LONDON, July 10 (RIA Novosti), Mark Hirst – The revelation that the UK Government failed to stop the supply of sarin gas to Syria highlights the need for “effective implementation” of the Chemical Weapons Convention, a leading campaigner on arms control has told RIA Novosti.

Rasha Abdul-Rahim of Amnesty International said all governments have a responsibility to stop the transfer of products and parts that could later be used in the manufacture chemical weapons.

"Reports that the UK government failed to stop British companies from supplying three key chemicals used in the production of sarin gas to Syria only serve to underscore the need for the effective implementation of the Chemical Weapons Convention,” Abdul-Rahim told RIA Novosti.

“This prohibits the production, stockpiling, and use of chemical weapons and their precursors, as well as the strict regulation of the transfer of conventional weapons,” Abdul-Rahim added.

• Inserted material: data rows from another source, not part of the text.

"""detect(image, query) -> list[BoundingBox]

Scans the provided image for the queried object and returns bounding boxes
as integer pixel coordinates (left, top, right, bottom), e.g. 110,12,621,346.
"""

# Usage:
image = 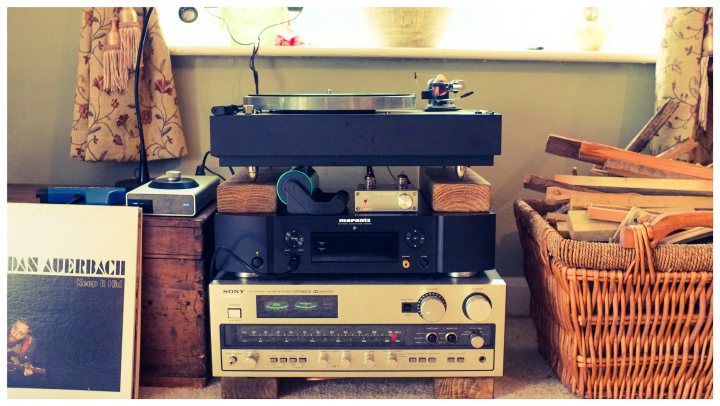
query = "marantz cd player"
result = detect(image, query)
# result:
214,199,495,276
209,270,505,377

Despite earlier refusing to comment on claims Britain supplied the Syrian Government with sarin, Foreign Secretary William Hague was later forced to issue a written statement to MPs confirming the UK had provided chemical exports that were later used in the Syrian’s nerve agent program.

A UN inspection team sent to Syria in 2013 was unable to obtain compelling evidence to show who was behind the alleged gassing of civilians in Ghouta, Syria.

“All governments have a responsibility to stop the transfer of arms, ammunition, parts, components and chemicals that could be used to commit or facilitate serious violations of international humanitarian or human rights law,” Abdul-Rahim told RIA Novosti.

“Such transfers may have consequences many years later as weapons and other materials or chemicals used to commit serious human rights violations can often remain functional decades after they were originally supplied," Abdul-Rahim added.

In May RIA Novosti revealed how official British Government papers hidden in the UK National Archive detailed the extent of Winston Churchill’s role in authorizing the deliberate gassing of civilians during the 1920 Arab uprising, in Mesopotamia, now modern day Syria and Iraq.

Churchill, later to become British Prime Minister during World War 2, was Secretary for War at the time and wrote, “I do not understand this squeamishness about the use of gas. I am strongly in favor of using poisoned gas against uncivilized tribes.”

Respect MP George Galloway told RIA Novosti, “It certainly indicates that Britain’s foreign policy hasn’t changed too much in almost a century and that we are still treating the Arabs and the Kurds in much the same way as we did then.”